Healthcare AI questions
Healthcare AI development, answered.
The questions provider, payer, and life-sciences leaders ask us on the first scoping call, answered straight.
How long from kickoff to a healthcare AI feature live in production?
Median is 90 days for a single well-scoped feature with clear deployment constraints (p95 latency, cost-per-call, accuracy floor); pilots can prove a feature in 6 to 8 weeks. The longest pole is almost never the model, it is EHR integration, clinician-in-the-loop review, and BAA scope with your security team. We do not ship a healthcare AI feature without evals running in CI.
Do you sign a Business Associate Agreement, and how is PHI handled?
Yes. We sign BAAs with covered entities and execute them with every model provider in the inference path. PHI either stays inside the BAA boundary end to end, or it is de-identified at the edge via Safe Harbor or Expert Determination before it reaches a model. PHI flow is documented per use case in the AI Assessment, with audit logs on every retrieval.
How do you handle EHR integration?
Through FHIR R4, HL7 v2, and SMART-on-FHIR, with Epic and Oracle Health (Cerner) API clients and Redox where it fits. A feature only matters if it reaches a clinician inside the system they already use, so we scope the integration footprint in the AI Assessment and treat it as the longest pole, not an afterthought.
What about 21 CFR Part 11 and Software as a Medical Device?
When the use case touches diagnosis, treatment decisions, or trial endpoints, SaMD classification changes the eval bar and the audit trail. We flag this in week one, design the eval suite and electronic records for FDA-grade review, and keep signatures and records aligned with 21 CFR Part 11 where it applies. We do not claim a classification on your behalf.
How do you evaluate clinical AI quality?
A three-layer eval suite. A clinician-reviewed reference dataset of 100 to 500 representative cases inside the BAA boundary, scored on the metric that matters for the feature. An adversarial set covering prompt injection, malformed FHIR, and edge-case ICD-10. And a regression set where every production incident becomes a permanent eval entry. The suite runs on every deploy and on a schedule behind feature flags.
What about prompt injection from patient or document content?
We treat ingested notes, documents, and messages as untrusted and run them through a four-layer governance stack: model guardrails (Guardrails.ai and Presidio), validation pipelines (schema validation on structured output), auto-retraining (incidents become regression evals), and real-time observability (LangSmith, Evidently AI, Weights and Biases, Prometheus and Grafana). Ingested content passes validation before it can influence an action.
What happens to ownership of the AI feature after delivery?
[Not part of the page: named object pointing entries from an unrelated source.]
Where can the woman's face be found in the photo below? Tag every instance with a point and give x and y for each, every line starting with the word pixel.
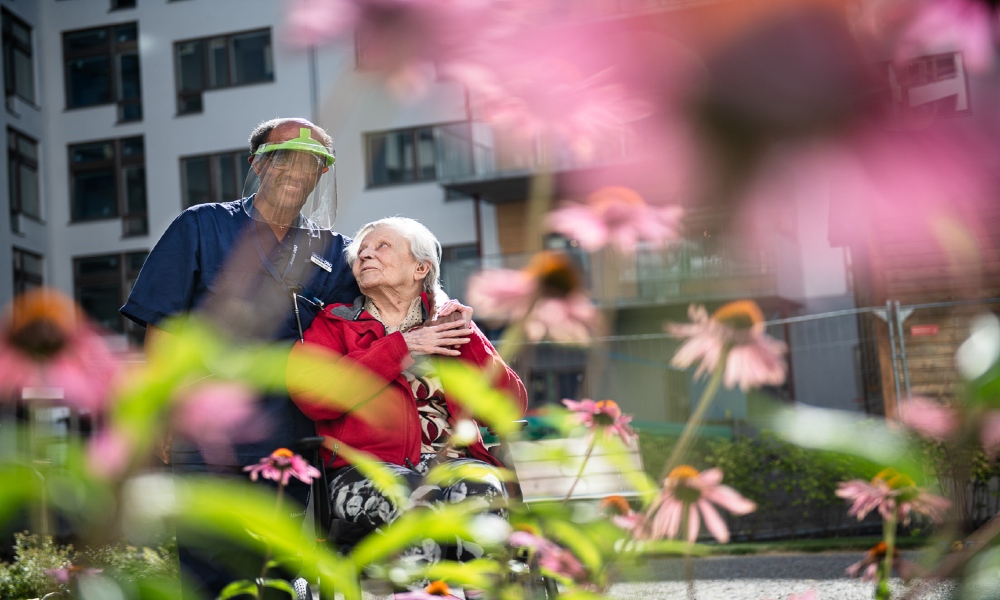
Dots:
pixel 385 262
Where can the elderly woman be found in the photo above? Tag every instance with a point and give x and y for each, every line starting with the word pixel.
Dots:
pixel 408 421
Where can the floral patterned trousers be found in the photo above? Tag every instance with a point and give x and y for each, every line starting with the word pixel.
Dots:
pixel 353 498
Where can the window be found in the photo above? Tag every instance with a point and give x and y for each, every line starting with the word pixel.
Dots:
pixel 934 85
pixel 19 74
pixel 27 271
pixel 22 176
pixel 101 285
pixel 220 62
pixel 108 180
pixel 102 67
pixel 419 154
pixel 214 177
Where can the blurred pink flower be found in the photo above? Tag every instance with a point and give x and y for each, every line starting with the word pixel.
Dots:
pixel 754 358
pixel 406 41
pixel 867 567
pixel 688 494
pixel 621 513
pixel 809 594
pixel 433 591
pixel 546 297
pixel 45 341
pixel 616 215
pixel 551 556
pixel 966 26
pixel 69 572
pixel 939 421
pixel 215 414
pixel 548 78
pixel 281 466
pixel 891 492
pixel 109 453
pixel 928 418
pixel 603 416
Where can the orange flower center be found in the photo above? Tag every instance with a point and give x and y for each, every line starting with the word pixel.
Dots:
pixel 616 504
pixel 557 276
pixel 680 476
pixel 438 588
pixel 41 322
pixel 612 196
pixel 740 315
pixel 282 453
pixel 608 412
pixel 683 472
pixel 894 479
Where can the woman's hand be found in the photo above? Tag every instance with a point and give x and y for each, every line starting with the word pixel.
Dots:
pixel 440 338
pixel 450 307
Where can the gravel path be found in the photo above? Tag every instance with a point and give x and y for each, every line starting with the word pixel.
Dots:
pixel 756 577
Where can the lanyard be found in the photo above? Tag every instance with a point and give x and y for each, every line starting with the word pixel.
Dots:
pixel 264 260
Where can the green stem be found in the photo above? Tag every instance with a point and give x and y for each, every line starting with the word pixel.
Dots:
pixel 691 428
pixel 882 591
pixel 267 552
pixel 583 464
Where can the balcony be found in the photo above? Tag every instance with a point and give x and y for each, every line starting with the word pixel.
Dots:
pixel 682 274
pixel 496 166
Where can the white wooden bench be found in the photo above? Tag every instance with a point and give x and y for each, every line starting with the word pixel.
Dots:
pixel 546 469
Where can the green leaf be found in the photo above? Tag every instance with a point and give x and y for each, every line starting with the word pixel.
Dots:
pixel 278 584
pixel 238 588
pixel 471 387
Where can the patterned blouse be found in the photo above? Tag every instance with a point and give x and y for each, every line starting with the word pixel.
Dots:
pixel 435 419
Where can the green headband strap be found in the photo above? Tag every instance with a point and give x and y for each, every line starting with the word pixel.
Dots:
pixel 303 143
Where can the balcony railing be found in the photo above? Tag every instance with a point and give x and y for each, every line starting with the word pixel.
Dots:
pixel 681 274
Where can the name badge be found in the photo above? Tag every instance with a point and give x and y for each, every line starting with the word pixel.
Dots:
pixel 322 263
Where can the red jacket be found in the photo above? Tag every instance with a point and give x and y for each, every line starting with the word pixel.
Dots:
pixel 382 419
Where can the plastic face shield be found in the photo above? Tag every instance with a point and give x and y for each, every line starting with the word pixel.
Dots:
pixel 294 182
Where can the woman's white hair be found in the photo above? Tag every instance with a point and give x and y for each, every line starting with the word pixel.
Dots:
pixel 424 247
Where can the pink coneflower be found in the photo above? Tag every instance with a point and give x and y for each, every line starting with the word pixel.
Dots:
pixel 619 216
pixel 281 466
pixel 408 42
pixel 546 297
pixel 551 556
pixel 754 358
pixel 867 567
pixel 46 342
pixel 435 590
pixel 69 572
pixel 809 594
pixel 967 26
pixel 603 416
pixel 690 495
pixel 890 491
pixel 215 414
pixel 939 421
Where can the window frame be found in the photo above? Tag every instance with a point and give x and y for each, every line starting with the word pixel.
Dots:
pixel 12 45
pixel 113 51
pixel 438 131
pixel 120 165
pixel 15 160
pixel 215 188
pixel 24 280
pixel 208 82
pixel 123 279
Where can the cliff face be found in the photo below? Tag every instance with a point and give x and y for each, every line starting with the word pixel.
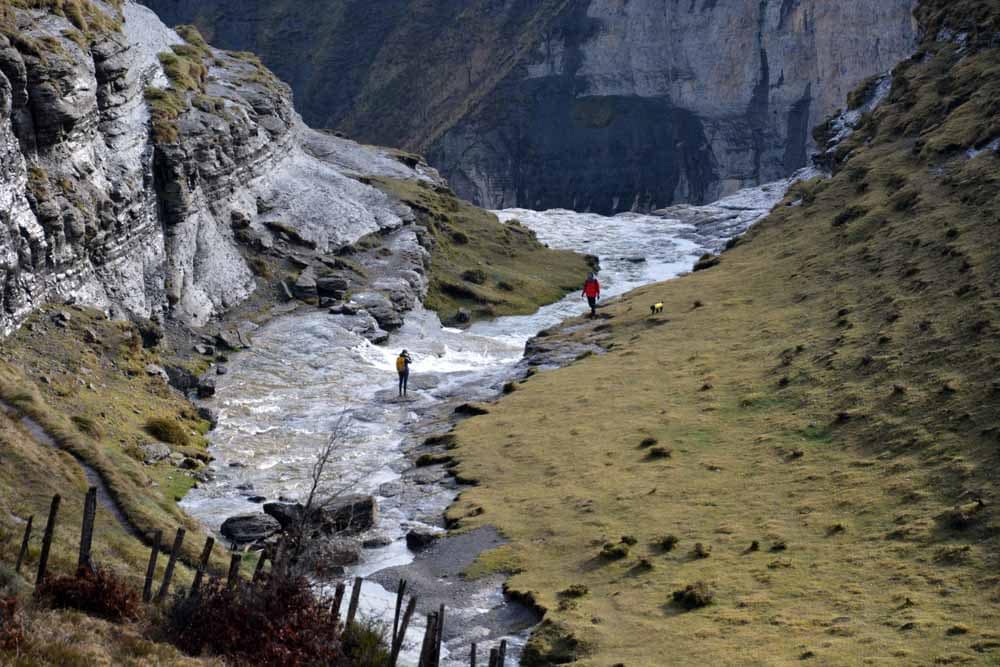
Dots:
pixel 117 194
pixel 587 104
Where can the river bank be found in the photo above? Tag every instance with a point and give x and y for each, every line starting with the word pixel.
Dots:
pixel 307 374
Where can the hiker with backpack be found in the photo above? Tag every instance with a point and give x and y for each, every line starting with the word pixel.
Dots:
pixel 592 292
pixel 403 362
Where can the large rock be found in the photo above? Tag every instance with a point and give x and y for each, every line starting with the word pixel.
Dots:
pixel 150 220
pixel 354 513
pixel 250 528
pixel 381 308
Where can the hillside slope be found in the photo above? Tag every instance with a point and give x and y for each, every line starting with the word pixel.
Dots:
pixel 819 412
pixel 581 104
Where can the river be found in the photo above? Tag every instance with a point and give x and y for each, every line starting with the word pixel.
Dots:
pixel 307 377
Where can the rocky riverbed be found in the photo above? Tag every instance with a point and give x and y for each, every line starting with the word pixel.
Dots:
pixel 313 375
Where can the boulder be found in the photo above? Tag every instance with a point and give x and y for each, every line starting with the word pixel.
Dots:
pixel 329 556
pixel 333 287
pixel 286 514
pixel 154 452
pixel 346 514
pixel 206 388
pixel 381 308
pixel 305 286
pixel 418 540
pixel 250 528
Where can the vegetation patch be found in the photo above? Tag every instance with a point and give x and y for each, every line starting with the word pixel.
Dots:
pixel 767 461
pixel 515 274
pixel 96 592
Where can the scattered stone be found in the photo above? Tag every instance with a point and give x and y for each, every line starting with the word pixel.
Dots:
pixel 694 596
pixel 154 452
pixel 377 540
pixel 575 591
pixel 707 261
pixel 305 286
pixel 418 540
pixel 206 388
pixel 250 528
pixel 349 513
pixel 209 415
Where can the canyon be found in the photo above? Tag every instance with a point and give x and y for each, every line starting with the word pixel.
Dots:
pixel 596 105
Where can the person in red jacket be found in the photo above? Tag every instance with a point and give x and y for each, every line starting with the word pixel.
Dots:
pixel 592 291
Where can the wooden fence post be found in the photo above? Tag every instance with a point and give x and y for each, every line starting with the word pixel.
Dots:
pixel 234 570
pixel 397 642
pixel 439 637
pixel 50 527
pixel 338 600
pixel 206 554
pixel 87 530
pixel 429 637
pixel 399 607
pixel 169 574
pixel 352 609
pixel 147 589
pixel 23 553
pixel 259 570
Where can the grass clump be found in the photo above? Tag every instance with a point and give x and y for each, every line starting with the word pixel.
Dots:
pixel 694 596
pixel 615 551
pixel 667 542
pixel 169 431
pixel 282 622
pixel 96 592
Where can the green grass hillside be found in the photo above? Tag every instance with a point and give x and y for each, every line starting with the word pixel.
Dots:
pixel 821 413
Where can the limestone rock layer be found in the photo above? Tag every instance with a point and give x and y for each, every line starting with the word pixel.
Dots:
pixel 604 105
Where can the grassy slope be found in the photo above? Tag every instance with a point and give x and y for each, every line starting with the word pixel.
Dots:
pixel 888 319
pixel 96 403
pixel 520 274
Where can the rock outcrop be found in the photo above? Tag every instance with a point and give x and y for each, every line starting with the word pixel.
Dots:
pixel 588 104
pixel 143 173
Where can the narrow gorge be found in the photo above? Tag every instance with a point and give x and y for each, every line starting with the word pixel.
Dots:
pixel 773 440
pixel 585 105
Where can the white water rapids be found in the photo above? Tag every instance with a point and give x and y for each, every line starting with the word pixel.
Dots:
pixel 280 401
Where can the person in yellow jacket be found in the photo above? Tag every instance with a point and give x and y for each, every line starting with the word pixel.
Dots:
pixel 403 362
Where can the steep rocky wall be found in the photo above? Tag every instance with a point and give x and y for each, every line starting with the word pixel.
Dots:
pixel 606 105
pixel 97 207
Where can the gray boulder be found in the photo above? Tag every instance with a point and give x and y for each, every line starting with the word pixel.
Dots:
pixel 355 513
pixel 250 528
pixel 154 452
pixel 381 308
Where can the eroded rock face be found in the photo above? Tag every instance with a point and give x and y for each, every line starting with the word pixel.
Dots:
pixel 588 104
pixel 95 208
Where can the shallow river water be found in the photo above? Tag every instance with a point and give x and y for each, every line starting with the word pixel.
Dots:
pixel 307 377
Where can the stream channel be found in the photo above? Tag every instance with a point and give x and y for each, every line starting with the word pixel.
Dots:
pixel 306 376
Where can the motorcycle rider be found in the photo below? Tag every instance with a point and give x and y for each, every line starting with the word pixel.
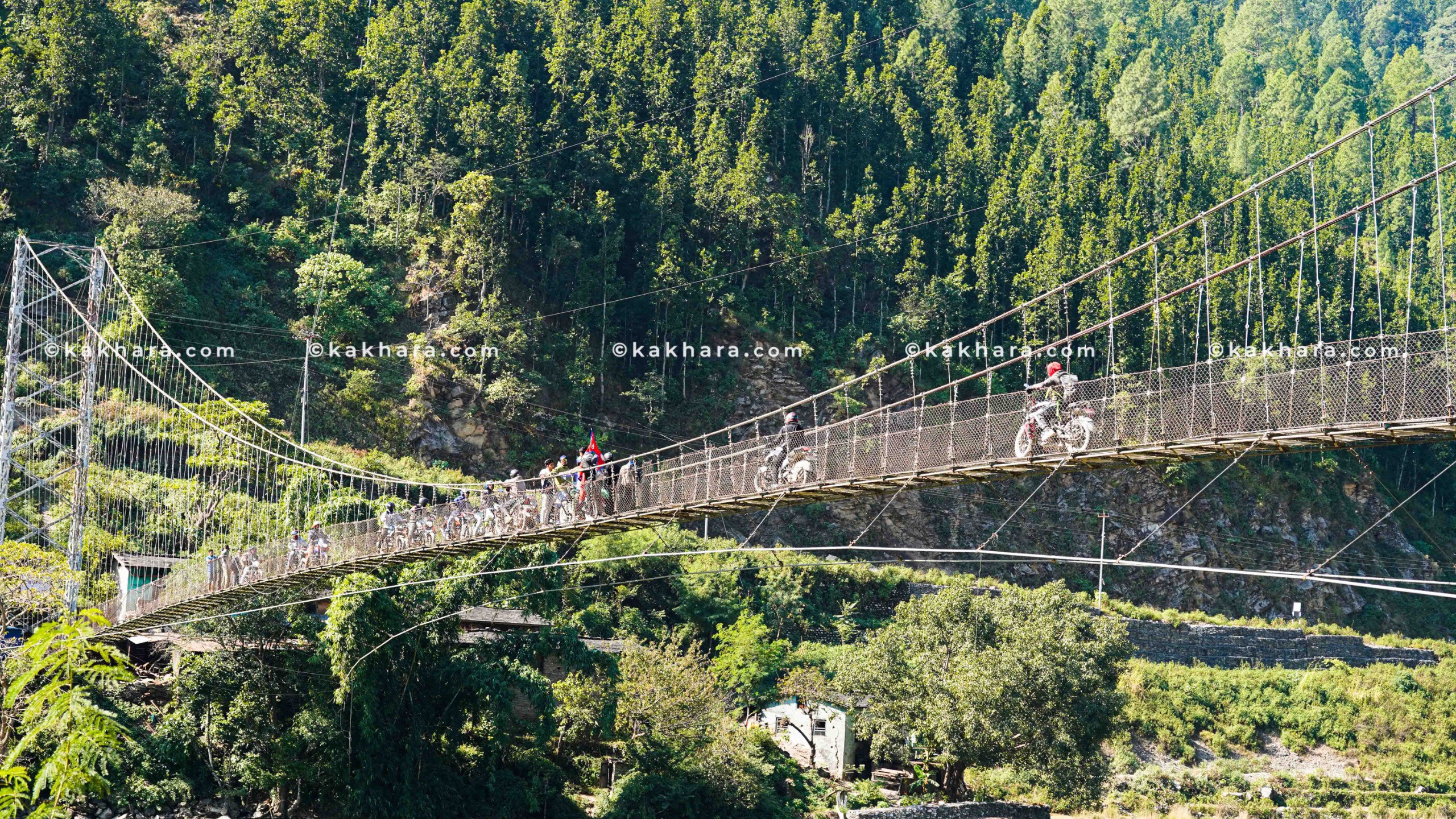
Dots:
pixel 389 524
pixel 789 437
pixel 1059 387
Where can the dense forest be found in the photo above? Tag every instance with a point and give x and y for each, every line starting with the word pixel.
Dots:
pixel 551 178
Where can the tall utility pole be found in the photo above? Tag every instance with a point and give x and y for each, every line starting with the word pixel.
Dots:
pixel 84 431
pixel 303 401
pixel 1101 557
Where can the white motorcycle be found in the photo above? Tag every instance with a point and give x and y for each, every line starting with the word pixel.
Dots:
pixel 1041 428
pixel 794 468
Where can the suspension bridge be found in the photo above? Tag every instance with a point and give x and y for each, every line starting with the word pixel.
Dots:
pixel 1308 311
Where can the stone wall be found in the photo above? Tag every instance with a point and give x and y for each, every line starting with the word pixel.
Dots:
pixel 957 810
pixel 1231 646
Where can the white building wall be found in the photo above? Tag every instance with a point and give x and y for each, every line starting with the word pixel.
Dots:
pixel 792 727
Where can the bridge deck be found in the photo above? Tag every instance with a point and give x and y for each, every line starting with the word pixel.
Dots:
pixel 1395 390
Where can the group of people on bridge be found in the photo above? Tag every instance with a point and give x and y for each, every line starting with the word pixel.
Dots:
pixel 561 493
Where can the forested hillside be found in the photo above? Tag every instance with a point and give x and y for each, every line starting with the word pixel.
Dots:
pixel 554 178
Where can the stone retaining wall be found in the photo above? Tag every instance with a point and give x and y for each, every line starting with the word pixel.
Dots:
pixel 1231 646
pixel 957 810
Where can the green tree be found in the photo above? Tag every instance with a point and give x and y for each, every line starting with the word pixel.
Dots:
pixel 32 581
pixel 1140 102
pixel 69 738
pixel 350 299
pixel 1024 678
pixel 747 660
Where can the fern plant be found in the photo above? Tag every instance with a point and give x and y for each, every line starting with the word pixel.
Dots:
pixel 68 734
We design for hand-off from week one. Your in-house team owns the model selection, the eval suite, the observability dashboards, and the run-book at the end of the engagement, and we document the deployment constraint set, the eval methodology, the fallback strategy, the security checklist built to your HIPAA boundary, and the cost model, with paired on-call before close. A meaningful share of our AI work is recovery on systems where this hand-off was never engineered.